Выбрать главу

Особенно нарядна эта улочка в субботу и воскресенье, когда на ней появляются художники. Они расставляют работы, развешивают их в ожидании туристов, желающих увезти с собой эскиз, рисунок или картину с классическими видами Боки или Каминито, которые давно уже признаны такими же типичными приметами «старого» Буэнос-Айреса, как набережные Сены — для Парижа или стены Колизея — для Рима. Разумеется, предложение значительно превышает спрос на эти шедевры, и поэтому каждый появившийся на Каминито турист мгновенно становится объектом повышенного внимания, предупредительности, а затем и настойчивых ухаживаний со стороны будущих, пока еще не открытых, не признанных миром аргентинских Утрилло и Лотреков.

Там, в этой сутолоке, я познакомился с Педро Гулькисом. Сейчас ему к семидесяти. Родился он в Западной Украине, входившей тогда в состав Польши. В Буэнос-Айрес привезли его пятилетним мальчишкой в середине двадцатых годов, когда отец, истомленный вечной нуждой портной, потащил свою обильную семью за океан в поисках лучшей доли. Вся родня его вымерла, так и не найдя счастья за океаном. Педро остался один. И с каким-то трогательным упорством он считает себя нашим соотечественником.

Узнав, что я из Москвы, Педро разволновался и немедленно предложил свои услуги в качестве «чичероне» по Каминито и Боке. «Все ясно,— подумал я.— Хочет заработать. Постарается продать мне свои рисунки...»

Теперь мне стыдно вспомнить об этом подозрении: Педро оказался добр, бескорыстен и беспредельно честен и щедр. Он показал мне такую Каминито, которую я никогда не увидел бы без его помощи и о которой не узнал бы из самых обстоятельных лекций профессора Делаканала. Педро пригласил меня войти в эти восхищающие туристов яркие домики и познакомил с живущими там людьми.

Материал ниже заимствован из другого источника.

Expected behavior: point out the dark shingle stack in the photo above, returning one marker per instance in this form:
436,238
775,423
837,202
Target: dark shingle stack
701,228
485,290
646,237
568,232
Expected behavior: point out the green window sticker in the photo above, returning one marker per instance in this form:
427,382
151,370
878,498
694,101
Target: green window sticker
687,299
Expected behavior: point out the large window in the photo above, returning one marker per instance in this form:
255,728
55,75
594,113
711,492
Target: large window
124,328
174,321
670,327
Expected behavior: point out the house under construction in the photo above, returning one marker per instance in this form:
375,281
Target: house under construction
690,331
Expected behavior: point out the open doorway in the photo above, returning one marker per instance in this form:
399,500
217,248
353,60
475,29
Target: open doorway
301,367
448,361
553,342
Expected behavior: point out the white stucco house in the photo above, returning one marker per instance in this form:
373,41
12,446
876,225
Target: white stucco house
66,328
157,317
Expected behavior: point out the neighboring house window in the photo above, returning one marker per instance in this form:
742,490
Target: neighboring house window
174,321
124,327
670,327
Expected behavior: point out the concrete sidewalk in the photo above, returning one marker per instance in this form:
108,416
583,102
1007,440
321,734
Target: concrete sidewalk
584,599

Педро и обратил мое внимание на одну существенную деталь: ни в один дом, ни в одну комнату во всех без исключения домах, находящихся на Каминито, входа с этой улицы нет! Да, да, пройдя Каминито из конца в конец, можно легко убедиться (хотя на это поначалу не обращаешь внимания), что на улицу не выходит ни один подъезд, ни одна дверь. Ни выйти на Каминито из дома, ни войти в дом. Все подъезды, двери, входы и выходы находятся на соседних улицах: Магальянес и Ла Мадрид. Это и понятно, если вспомнить, что когда-то по Каминито проходила железнодорожная ветка. Какой смысл в двери, если, выйдя через нее, рискуешь угодить под колеса паровоза?

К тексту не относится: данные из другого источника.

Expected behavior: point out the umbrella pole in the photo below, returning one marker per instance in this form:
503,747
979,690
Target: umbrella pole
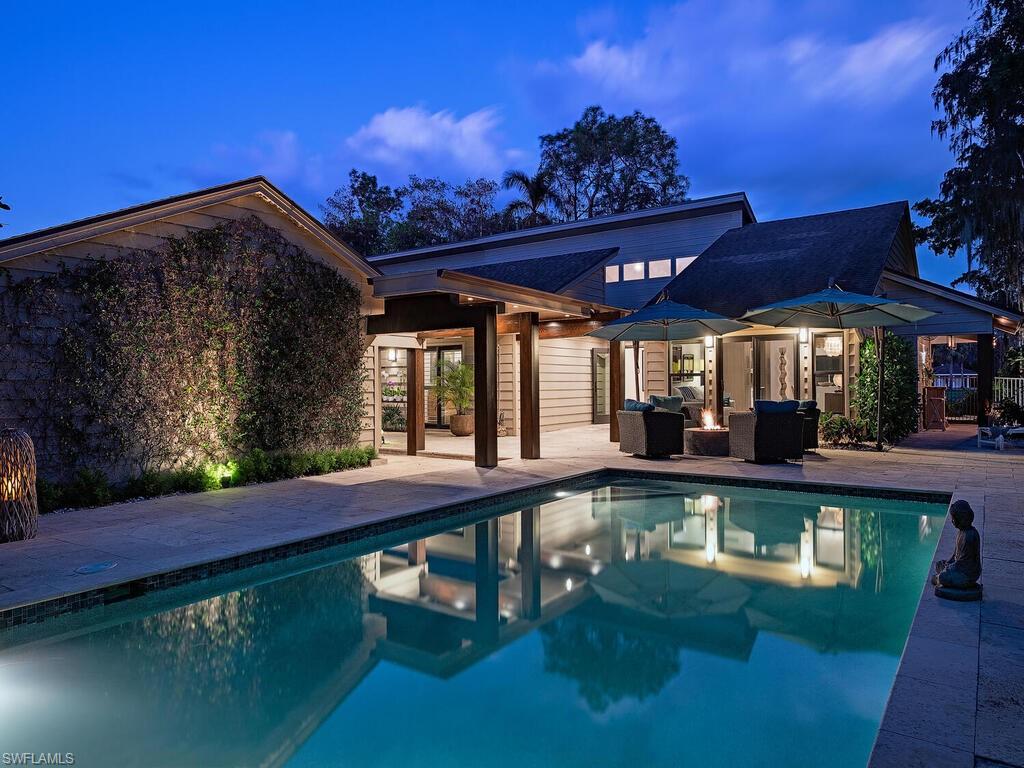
636,367
880,352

А потом, когда Каминито обрела современный вид, прорубать двери не было нужды по другой причине: нищета, обитающая в этих домах, не должна отпугивать туристов. Зачем нужны на Каминито оборвыши, клянчащие монетку, высматривающие, как стащить чужой кошелек? Разве украсит живописную туристскую толчею нищенка с заморенным ребенком, припавшим к иссохшей материнской груди? Ведь нищета вблизи отталкивает и пугает. Нищета живописна, только если смотреть на нее издали, из лимузина, оснащенного кондиционером, если скользить равнодушным взглядом через стекло по пестрому белью на веревках, перекинутых из окна к окну; детский крик вдалеке, женский плач и мужские проклятья становятся тогда просто экзотическим фоном.

Оказалось, что в одном из этих домов Педро снимает, как он сказал, «ателье-мастерскую». Это была, вне всякого сомнения, самая неудобная мастерская: крохотная комнатушка с маленьким окошком, выходящим во внутренний двор. Естественно, света там почти нет, и даже днем Педро вынужден зажигать лампочку.

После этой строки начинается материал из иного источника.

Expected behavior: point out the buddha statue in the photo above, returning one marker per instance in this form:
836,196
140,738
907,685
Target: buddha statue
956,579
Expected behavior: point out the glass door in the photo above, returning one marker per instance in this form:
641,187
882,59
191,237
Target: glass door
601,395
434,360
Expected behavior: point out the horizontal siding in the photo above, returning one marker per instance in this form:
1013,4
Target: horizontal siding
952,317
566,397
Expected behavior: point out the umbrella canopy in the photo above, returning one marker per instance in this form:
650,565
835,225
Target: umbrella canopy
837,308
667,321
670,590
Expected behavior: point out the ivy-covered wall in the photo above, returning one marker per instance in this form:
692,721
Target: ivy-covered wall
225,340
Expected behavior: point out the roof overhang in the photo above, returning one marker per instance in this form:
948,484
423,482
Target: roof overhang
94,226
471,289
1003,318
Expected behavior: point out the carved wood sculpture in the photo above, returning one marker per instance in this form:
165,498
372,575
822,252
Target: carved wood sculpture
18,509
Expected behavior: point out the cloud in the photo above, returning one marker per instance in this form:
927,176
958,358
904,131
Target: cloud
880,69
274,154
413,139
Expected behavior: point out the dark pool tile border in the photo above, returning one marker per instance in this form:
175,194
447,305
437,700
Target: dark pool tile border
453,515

— Они встретили меня неприветливо,— сказал Педро, кивая головой на стены и потолок.— Они думали, что я — друг домовладельца. Да и вообще: раз художник, значит, богатый человек. А потом поняли, что я — такой же, как они. Почти нищий. Труженик, который еле-еле сводит концы с концами. И никогда не станет богатым. А когда соседи поняли это, они приняли меня в свою общину, в свой маленький, такой сложный мир.

...Сверху послышался грохот. Я опасливо гляжу на потолок: не обвалится ли?

— Это Томас — водитель автобуса. Идет домой,— объясняет Педро.

Шаги Томаса стихают. Раздается стук. Скрипнула, хлопнула дверь. И снова тишина.

Мы с Педро выходим в узкий, как колодец, вымощенный камнем дворик. Поднимаемся по скрипучей лестнице на второй этаж. Я нагибаюсь, пытаясь не задеть головой развешанное над лестницей белье, и вижу старую женщину, склонившуюся над тазом с мыльной пеной.